— Appeal by the defendant from a judgment of the Supreme Court, Kings County (Lagaña, J.), rendered January 17, 1983, convicting him of assault in the first degree and criminal possession of a weapon in the second degree, upon a jury verdict, and imposing sentence.
Judgment reversed, on the law and as a matter of discretion in the interest of justice, and new trial ordered.

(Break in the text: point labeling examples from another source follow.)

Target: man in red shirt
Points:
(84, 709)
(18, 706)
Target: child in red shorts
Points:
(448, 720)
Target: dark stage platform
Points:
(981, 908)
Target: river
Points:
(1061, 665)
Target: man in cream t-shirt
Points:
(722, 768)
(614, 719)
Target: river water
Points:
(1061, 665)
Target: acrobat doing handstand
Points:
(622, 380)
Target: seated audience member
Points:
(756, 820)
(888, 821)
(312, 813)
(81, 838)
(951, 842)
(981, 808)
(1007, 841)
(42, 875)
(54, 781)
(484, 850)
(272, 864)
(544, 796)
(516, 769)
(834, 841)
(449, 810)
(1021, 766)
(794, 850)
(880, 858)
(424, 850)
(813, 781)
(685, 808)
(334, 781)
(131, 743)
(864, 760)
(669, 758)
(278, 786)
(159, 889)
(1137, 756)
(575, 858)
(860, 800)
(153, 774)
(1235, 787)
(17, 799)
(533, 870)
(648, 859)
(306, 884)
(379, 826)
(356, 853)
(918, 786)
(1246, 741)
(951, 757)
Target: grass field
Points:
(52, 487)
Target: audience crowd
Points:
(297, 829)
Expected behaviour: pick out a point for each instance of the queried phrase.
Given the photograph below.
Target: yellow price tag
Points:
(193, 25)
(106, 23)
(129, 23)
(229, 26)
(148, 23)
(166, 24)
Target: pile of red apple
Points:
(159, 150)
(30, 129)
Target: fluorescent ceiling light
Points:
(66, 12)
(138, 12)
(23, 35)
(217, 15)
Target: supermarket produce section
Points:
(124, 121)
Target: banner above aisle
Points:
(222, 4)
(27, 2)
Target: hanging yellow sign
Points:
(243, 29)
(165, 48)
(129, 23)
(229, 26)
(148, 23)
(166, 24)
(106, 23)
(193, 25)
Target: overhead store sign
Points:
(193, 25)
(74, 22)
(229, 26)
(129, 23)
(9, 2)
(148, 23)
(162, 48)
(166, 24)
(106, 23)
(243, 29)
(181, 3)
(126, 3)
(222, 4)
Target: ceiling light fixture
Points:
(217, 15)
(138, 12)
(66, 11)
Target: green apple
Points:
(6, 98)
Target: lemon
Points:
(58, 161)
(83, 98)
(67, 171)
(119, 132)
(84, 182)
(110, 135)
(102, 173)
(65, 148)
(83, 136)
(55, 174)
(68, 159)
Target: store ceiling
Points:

*802On the night of March 13, 1981, the complainant, Joseph Ravenell, suffered two gunshot wounds during the course of a fight with an uninvited intruder at a birthday party for his girlfriend. There were no witnesses, other than the complainant, to the shooting which occurred on the street outside of the apartment house in which the party was held. The defendant was arrested about 10 months later, based upon an on-the-street identification by Ravenell. According to Ravenell, however, he had spotted his assailant in the neighborhood on two other occasions during the intervening period, but had been unsuccessful in securing his apprehension by the police.
Ravenell claimed that he had given no description of his assailant to the police at the time of the incident. According to two police officers who testified for the defense, however, Ravenell had told them during interviews on the night of the shooting and about a week thereafter that his assailant’s name was Leroy. He also had provided an address where Leroy could be found. One of the officers testified that he went to that location but was informed that no such person lived there. At trial, Ravenell denied having told the police that his assailant’s name was Leroy, claiming instead that the police had told him that they had been given that name by a female who had been at the party. Ravenell admitted being acquainted with someone named Leroy, but insisted that that person was not the individual who had shot him.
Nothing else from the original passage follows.